Abby nodded. Emma gathered up the coffee cups and took them to the sink.
“Don’t bother, Em,” Ben said quickly.
“It won’t take a minute, and you don’t want to find dirty coffee cups whenever you return.”
Abby rose. “I’ll dry.”
When they were back in the Zodiac, they were quiet until a sleek black head lifted from the water and stared at them with ancient liquid eyes. Abby stretched out her hands. “How I love the seals! Alice, you will let David die when the time comes, won’t you?”
“Of course.”
“There’s a terrible tendency nowadays to prolong death. I know you won’t do that. It’s my own weakness—I’m sorry, Alice.” She stopped as Ben pulled the Zodiac to the side of the Portia, turned off the outboard motor, stepped out and up onto the deck, securing the Zodiac.
“Abby, let Alice or Emma help you to stand—good, so, right here. Now raise your arms—” As he spoke he reached down, put his hands under her arms, and with one swift lift he had her on the deck.
Emma followed, pulling herself up beside Abby.
“Thanks, Ben,” A
bby said, slightly breathless. “Old age is a beast, but I’m not going to let it stop me from doing what I want to do—and need to do.”
Alice went directly to David in the pilothouse. Abby headed for the lower cabin. “I think I’ll take a brief rest.”
Emma stood at the galley, wondering what to fix for dinner. From the pilothouse she heard her father laugh. Almost inadvertently, she turned her mind to King David and his wives. That morning she had looked in the drawers for another chart for Ben and had come across more of Nik’s sketched-out scenes.
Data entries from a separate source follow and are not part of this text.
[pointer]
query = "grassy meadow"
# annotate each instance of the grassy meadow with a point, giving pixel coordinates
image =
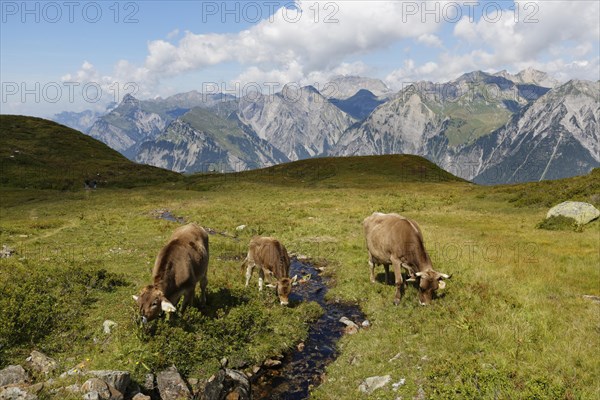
(511, 323)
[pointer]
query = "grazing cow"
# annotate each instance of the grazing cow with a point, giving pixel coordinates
(179, 266)
(272, 258)
(393, 239)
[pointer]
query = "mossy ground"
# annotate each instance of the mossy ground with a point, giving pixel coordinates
(511, 324)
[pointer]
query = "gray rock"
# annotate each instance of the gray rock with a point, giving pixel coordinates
(16, 393)
(108, 325)
(93, 395)
(117, 379)
(71, 372)
(6, 251)
(271, 363)
(40, 362)
(373, 383)
(582, 213)
(96, 388)
(171, 386)
(74, 388)
(227, 384)
(148, 382)
(348, 322)
(396, 386)
(13, 374)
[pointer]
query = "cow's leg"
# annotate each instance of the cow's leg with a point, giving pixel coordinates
(203, 285)
(372, 268)
(261, 278)
(249, 268)
(387, 273)
(188, 298)
(399, 282)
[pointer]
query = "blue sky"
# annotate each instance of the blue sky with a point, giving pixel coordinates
(51, 50)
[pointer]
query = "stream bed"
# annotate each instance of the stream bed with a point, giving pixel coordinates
(302, 370)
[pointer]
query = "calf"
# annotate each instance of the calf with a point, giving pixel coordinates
(393, 239)
(272, 258)
(179, 266)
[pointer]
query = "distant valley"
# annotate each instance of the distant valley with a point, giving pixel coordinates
(488, 128)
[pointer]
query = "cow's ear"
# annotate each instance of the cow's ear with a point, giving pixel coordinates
(167, 306)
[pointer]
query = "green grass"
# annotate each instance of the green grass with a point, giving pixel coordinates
(471, 118)
(37, 153)
(512, 324)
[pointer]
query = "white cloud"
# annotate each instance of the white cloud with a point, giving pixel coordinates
(308, 50)
(430, 40)
(410, 73)
(173, 34)
(286, 47)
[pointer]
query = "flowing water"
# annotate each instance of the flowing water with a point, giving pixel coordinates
(302, 370)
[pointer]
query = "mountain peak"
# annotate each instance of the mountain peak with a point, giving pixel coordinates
(347, 85)
(129, 99)
(530, 75)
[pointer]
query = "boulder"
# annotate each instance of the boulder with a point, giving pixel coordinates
(41, 363)
(171, 386)
(373, 383)
(582, 213)
(117, 379)
(16, 393)
(6, 251)
(107, 326)
(13, 374)
(96, 388)
(228, 384)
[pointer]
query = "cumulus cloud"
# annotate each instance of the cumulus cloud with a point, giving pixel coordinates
(518, 38)
(305, 48)
(288, 46)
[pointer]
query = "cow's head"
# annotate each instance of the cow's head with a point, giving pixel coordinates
(429, 282)
(284, 288)
(152, 302)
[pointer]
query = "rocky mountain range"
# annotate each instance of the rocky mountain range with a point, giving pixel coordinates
(490, 128)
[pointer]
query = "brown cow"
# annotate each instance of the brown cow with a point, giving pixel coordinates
(393, 239)
(179, 266)
(272, 258)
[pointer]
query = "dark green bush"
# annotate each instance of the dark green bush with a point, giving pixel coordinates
(40, 305)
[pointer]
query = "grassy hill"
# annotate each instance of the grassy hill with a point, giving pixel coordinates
(551, 192)
(338, 172)
(38, 153)
(498, 331)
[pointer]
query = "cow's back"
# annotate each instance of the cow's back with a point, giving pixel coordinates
(183, 260)
(390, 235)
(271, 254)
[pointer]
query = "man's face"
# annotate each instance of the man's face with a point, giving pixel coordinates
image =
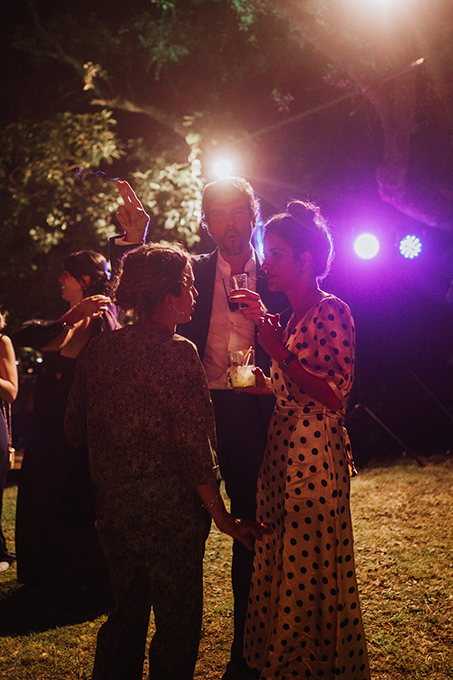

Despite herself, Emma kept returning to the script; it was somewhat like pressing a bruise to see if it still hurts.
“How long have these been here?” she asked her father.
“Years, probably. I haven’t thought about them till this summer. Might-have-beens can be painful.”
“It’s not like you to brood over might-have-beens.” Emma looked at him in concern.
“Perhaps not,” David said. “It could have been a good play.”
‘It will be a good play,’ David Wheaton said. ‘But now Sophie wants us to gather round the table. We’re glad you could be with us, Nik. It helps. You’ve brought happiness back to Emma’s eyes.’
‘Papa—’ Emma whispered.
But he was calling them together, Emma, Nik, Everard, Chantal, Jarvis, Inez, Louis. David Wheaton’s children, not his ex-wives. Marical saw Sophie fairly frequently but would not come from Connecticut to any large functions. Harriet stayed in her world of ballet, though occasionally, unlike Edith, she would grace them with an appearance. When they were all seated he held out his hands, and they all clasped hands around the table.
‘We give thanks today for this gathering,’ David Wheaton said, ‘and for the food which Sophie has prepared mit so much Liebe. We ask for the safe return of Etienne and Adair. We grieve for the loss of Billy from our midst.’ There were tears in his eyes, and they were all silent, until David continued, ‘As the psalmist said, “Enter not into judgment with thy servant: for in thy sight shall no man living be justified.” And again, “In God is my salvation and my glory: the rock of my strength, and my refuge … Trust in him at all times.” Amen. All right, my darlings, fall to.’